Piano Concerto in F sharp minor, op. 1

I. Vivace
II. Andante
III. Allegro vivace

 

In Russian schools in the late 19th century, the highest mark a pupil could receive was a “5+”. When in 1887 at the Moscow Conservatoire, a 14 year old pupil turned in a perfect performance at a harmony exam and proceeded to play several of his own compositions to the examiners, a member of the teaching staff, a certain Piotr Ilych Tchaikovsky, asked for this pupil's report book, and besides the “5+” grade already awarded, added a further three “+”s for good measure. “That is what sealed my fate”, recalled Sergei Rachmaninov, many years later, “and I officially became a composer.”

 

And yet Rachmaninov's early musical studies were not without their stumbles. The talented but rather disorganised young man first won a scholarship to the St Petersburg Conservatoire but his poor exam results led to the school threatening to withdraw its financial support.

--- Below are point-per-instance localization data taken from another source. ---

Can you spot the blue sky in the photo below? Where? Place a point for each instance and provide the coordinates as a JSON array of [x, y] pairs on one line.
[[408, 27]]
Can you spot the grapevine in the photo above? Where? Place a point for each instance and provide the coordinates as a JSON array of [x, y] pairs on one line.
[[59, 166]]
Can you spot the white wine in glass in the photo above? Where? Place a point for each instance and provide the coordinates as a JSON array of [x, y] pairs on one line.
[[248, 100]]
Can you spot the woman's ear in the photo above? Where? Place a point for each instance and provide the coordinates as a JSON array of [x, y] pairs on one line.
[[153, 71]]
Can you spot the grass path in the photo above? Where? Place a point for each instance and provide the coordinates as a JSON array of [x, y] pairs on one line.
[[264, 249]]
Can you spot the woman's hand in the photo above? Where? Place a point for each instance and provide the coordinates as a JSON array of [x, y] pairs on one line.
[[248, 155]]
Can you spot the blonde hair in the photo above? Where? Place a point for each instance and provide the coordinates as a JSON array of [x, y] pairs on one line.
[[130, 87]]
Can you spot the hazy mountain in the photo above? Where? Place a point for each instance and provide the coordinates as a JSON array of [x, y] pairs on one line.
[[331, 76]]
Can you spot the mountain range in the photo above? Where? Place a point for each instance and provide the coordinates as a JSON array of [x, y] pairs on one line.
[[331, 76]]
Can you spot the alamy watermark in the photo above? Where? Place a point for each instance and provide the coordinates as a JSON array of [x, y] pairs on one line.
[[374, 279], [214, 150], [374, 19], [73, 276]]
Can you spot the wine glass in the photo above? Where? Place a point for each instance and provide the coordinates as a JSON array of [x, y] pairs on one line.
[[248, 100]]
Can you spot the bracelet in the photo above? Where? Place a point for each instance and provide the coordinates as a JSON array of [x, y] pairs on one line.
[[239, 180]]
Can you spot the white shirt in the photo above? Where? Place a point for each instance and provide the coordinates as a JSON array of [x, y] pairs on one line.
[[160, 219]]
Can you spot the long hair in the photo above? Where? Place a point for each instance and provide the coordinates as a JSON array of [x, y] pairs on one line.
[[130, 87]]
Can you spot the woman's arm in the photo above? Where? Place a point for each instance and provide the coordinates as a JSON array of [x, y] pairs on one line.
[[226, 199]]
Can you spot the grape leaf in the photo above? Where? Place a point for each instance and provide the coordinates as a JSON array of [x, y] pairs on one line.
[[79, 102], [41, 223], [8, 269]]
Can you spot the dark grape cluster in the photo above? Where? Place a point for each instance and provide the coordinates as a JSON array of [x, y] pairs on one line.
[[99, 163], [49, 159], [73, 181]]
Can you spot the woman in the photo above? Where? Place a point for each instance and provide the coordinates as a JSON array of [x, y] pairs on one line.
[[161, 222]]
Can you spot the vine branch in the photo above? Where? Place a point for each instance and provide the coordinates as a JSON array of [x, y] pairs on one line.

Rachmaninov's pianist uncle Alexander Siloti decided to take matters into his own hands and enrolled his nephew into the Moscow Conservatoire where he entered the piano class of the legendarily strict Nikolai Zverev as well as Sergei Taneyev's composition class. The change in climate and the highly disciplined environment worked wonders as we have already seen. Rachmaninov soon became the premiere star of the Conservatoire, despite the presence of his classmate, the no less spectacularly gifted Alexander Scriabin (1872-1915). In 1891, Rachmaninov completed his studies with the “Grand Gold Medal” for excellence and retired to his family estate to complete the first work which he regarded as deserving of an opus number. He wrote to a Moscow roommate on July 20th: “I completed the score of my piano concerto on July 6th. I could have completed it much earlier but after the first movement I dwardled for a bit and only began writing the other two on July 3rd. I completed these and orchestrated them in only two days. You can imagine how much work this entailed! I worked from five in the morning until eight at night, so I was wretchedly tired by the end. Then I relaxed a little. When I am working, I am never tired, indeed I positively enjoy it. But tiredness only strikes me when I have finished some major work. I am satisfied with this concerto.”

 

Rachmaninov premiered his first concerto in 1892, accompanied by the Conservatoire Orchestra but he was not to play it again for the next 25 years. He rejected all requests to do so, saying that the work was not good enough. In 1908, he wrote to a friend: “I am planning to look through my first concerto to decide how much time and work is needed to write a new version, and whether it merits the effort. Naturally much of it needs totally rewriting because its orchestration is much worse than its music.” This revision only took place in 1917, a few months before the Russian Revolution and the composer's own emigration. By that time, he had reached his opus 39 and had several decades of experience under his belt as both composer and pianist. He examined this concerto critically and sat down to recompose it. However, although it is universally agreed that the revised version is vastly superior to the original, it has never really been able to emerge from the shadow cast by the 2nd and 3rd concertos.  In 1931, Rachmaninov wrote to a friend that: “If I look at my juvenile works, I can see precisely what is superfluous in them. I rewrote my first piano concerto and it is now truly decent. It has all the freshness of youth in it, and is far more accessible. And yet no one is interested. If I say in America that I will play my First Concerto, they don't exactly protest but I can see from their faces that they would rather I played the Second or Third. It is astonishing how much nonsense I wrote when I was 19. I think that is the case with every composer.”

 

The composition follows in the footsteps of the great romantic piano concertos and although we can detect the influence of Tchaikovsky, Schumann and Grieg's essays in the genre, it already bears the hallmarks of Rachmaninov's style with its almost unbearable outpouring of emotion welded to fiendish virtuosity. We tend to regard Rachmaninov as a conservative composer, because as an early 20th century composer he followed his own style rather than the aesthetic of the avant-garde. For those who hold easy novelty above sincerity, they should still be urged to look at the curious metre of the final movement the Rachmaninov First Concerto: its use of alternating metres was still very unusual even for music written in the 1910s.